United Family Network

Have Kids? Use These 6 Tax Breaks This Year

If you’re a parent, you’re going to want to know which tax breaks can boost your bottom line this year.

Taking care of kids can be costly. Luckily, there are several tax credits and deductions you can take advantage of to make more wiggle room in your budget.

1. Earned Income Tax Credit (EITC)

The EITC helps people with low to moderate incomes. It reduces how much tax they owe and could even result in a refund.

Your income will have to sit below a certain threshold to be eligible for this tax credit. That threshold will depend on how many children you have and your filing status, such as single, jointly with your spouse, etc.

It’s worth noting that you can be eligible for the Earned Income Tax Credit if you do not have any children.

2. Child Tax Credit

If you have children under the age of 17, you may be eligible for the Child Tax Credit. Eligibility begins as soon as they are born.

Depending on your income, you can get $2,000 for each child under 17.

3. Child and Dependent Care Tax Credit

The cost of childcare has gone through the roof. It’s so high that some parents quit work altogether since it makes more financial sense.

If you paid for childcare, you could get some of that reimbursed via your taxes through the Child and Dependent Care Tax Credit.

As long as your child is under the age of 13 and you were either looking for work or employed, you can get reimbursed for a portion of your childcare expenses.

4. Pregnancy Expenses

Did you have a baby last year? First, congratulations! And second, you can get reimbursed for out of pocket medical expenses related to your pregnancy.

If you were never reimbursed for pregnancy expenses, you could itemize them as deductions on your tax return.

The expenses will have to equal at least 10 percent of your adjusted gross income to be eligible. When you consider the cost of pregnancies and the medical care they require, however, reaching that threshold shouldn’t be hard.

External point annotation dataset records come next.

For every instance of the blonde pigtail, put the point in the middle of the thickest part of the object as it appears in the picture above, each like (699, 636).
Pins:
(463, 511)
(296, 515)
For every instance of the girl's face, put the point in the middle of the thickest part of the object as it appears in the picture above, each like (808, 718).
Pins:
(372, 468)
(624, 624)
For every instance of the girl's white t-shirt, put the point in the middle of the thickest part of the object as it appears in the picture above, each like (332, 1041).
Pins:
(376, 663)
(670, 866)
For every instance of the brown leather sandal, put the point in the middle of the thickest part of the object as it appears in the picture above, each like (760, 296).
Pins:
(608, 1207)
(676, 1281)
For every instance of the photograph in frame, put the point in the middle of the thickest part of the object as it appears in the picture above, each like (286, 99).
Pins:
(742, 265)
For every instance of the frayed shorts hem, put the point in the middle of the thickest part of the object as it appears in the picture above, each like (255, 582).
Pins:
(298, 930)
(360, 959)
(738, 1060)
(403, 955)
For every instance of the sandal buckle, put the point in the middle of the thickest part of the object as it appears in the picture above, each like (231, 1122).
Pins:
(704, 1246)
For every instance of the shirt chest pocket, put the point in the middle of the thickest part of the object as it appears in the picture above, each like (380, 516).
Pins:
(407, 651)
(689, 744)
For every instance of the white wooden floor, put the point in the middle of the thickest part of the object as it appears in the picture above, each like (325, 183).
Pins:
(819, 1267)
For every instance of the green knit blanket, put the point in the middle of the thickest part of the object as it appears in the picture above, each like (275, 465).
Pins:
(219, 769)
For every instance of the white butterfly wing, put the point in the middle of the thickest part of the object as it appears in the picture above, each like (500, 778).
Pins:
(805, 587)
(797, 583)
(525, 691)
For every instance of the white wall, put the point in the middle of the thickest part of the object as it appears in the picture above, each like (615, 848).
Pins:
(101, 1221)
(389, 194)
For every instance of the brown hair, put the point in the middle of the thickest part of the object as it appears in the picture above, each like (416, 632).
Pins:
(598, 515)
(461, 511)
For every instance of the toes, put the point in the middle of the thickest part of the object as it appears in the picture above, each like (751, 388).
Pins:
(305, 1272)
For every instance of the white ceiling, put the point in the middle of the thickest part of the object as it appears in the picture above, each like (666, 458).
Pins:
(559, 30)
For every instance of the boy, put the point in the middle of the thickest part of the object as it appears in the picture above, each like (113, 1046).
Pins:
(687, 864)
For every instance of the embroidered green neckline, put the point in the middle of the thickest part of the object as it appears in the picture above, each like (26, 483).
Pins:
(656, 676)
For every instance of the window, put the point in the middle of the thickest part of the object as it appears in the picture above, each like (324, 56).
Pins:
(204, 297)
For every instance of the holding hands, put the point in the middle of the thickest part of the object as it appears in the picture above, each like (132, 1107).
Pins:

5. Head-of-Household Status

Filing as head-of-household instead of single can reduce your tax rate. Keep this in mind if you are single but have children.

To qualify for this tax break via head-of-household status, the dependent will have to live with you more than six months per year. You will also have to contribute over half of the household’s financial support. Lastly, you’ll need to be unmarried on December 31.

6. American Opportunity Tax Credit

Some parents’ child-related costs extend well past their teenage years. This is especially true if you decide to fund your child’s college education.

While that added cost may put a burden on your budget, you can use the American Opportunity Tax Credit to get some of it back.

This credit lets you claim up to $2,500 for tuition and expenses during your child’s first four years of college.